1 Law For Small Business (Mgmt 349) Buyout Agreements (Chapter 5) Professor Charles H. Smith Fall 2010

2 What is a Buyout Agreement? Buyout agreement sets forth what happens if the ownership of a multi- owner business changes due to events such as voluntary departure, disability, death, or sale to or addition of new owner.

3 When Should Buyout Agreement be Created? Earlier rather than later – the buyout agreement should be created at the earliest possible moment (e.g., when business is being formed) since No one will have an interest in leaving or terminating the business. Little or no money is involved yet so no “greed” factor. Therefore, less chance that someone will attempt to craft a buyout agreement in his/her/its favor.

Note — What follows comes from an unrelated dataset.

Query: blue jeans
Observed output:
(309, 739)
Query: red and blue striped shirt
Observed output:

4 Buyout Agreements – Benefits Avoid a situation that at best is uncomfortable and at worst is catastrophic for the business – and you! Example of uncomfortable situation – you are forced to have your late long-time partner’s widow as your new partner, but you have never gotten along with her or she knows little about the business. Example of catastrophic situation – you are forced to have your late long-time partner’s widow as your new partner and she immediately obligates the partnership to several bad deals which (1) lose money and/or (2) result in lawsuits against the partnership and you personally. See page 89-90 for other examples. Buyout agreement may not be necessary – see box on page 90.

5 Buyout Agreements – Benefits cont. Control who can own an interest in the company; e.g., give current owners (or the company itself if it is a corporation) the right of first refusal to buy departing owner’s interest. Designate the buyer for your ownership interest; e.g., “right-to-force-a-sale” clause which requires other owners to pay FMV to outgoing owner per stated method. Set a good price by specifying the method for determining the price; e.g., fair market value determination by CPA designated by agreement.

6 Buyout Agreement – Valuation Methods Agreeing on fixed price in advance – designate and put price in buyout agreement. This affords certainty but question as to how to determine value since it may change during life of business; examples of how determine value include Book value – assets less liabilities per most recent year-end balance sheet. Multiple of book value – for mature business; multiply same due to intangible assets such as goodwill, intellectual property and branding. Capitalization of earnings – for mature business; profits times multiplier. Appraisal – appraiser(s) designate price; can identify appraiser(s) or qualifications, or specify that each party designates (and pays for) his/her/its own appraiser.

7 Where to Put Buyout Agreement Corporations – bylaws. Limited liability companies – operating agreement. Partnerships – partnership agreement. Or, can be a separate document.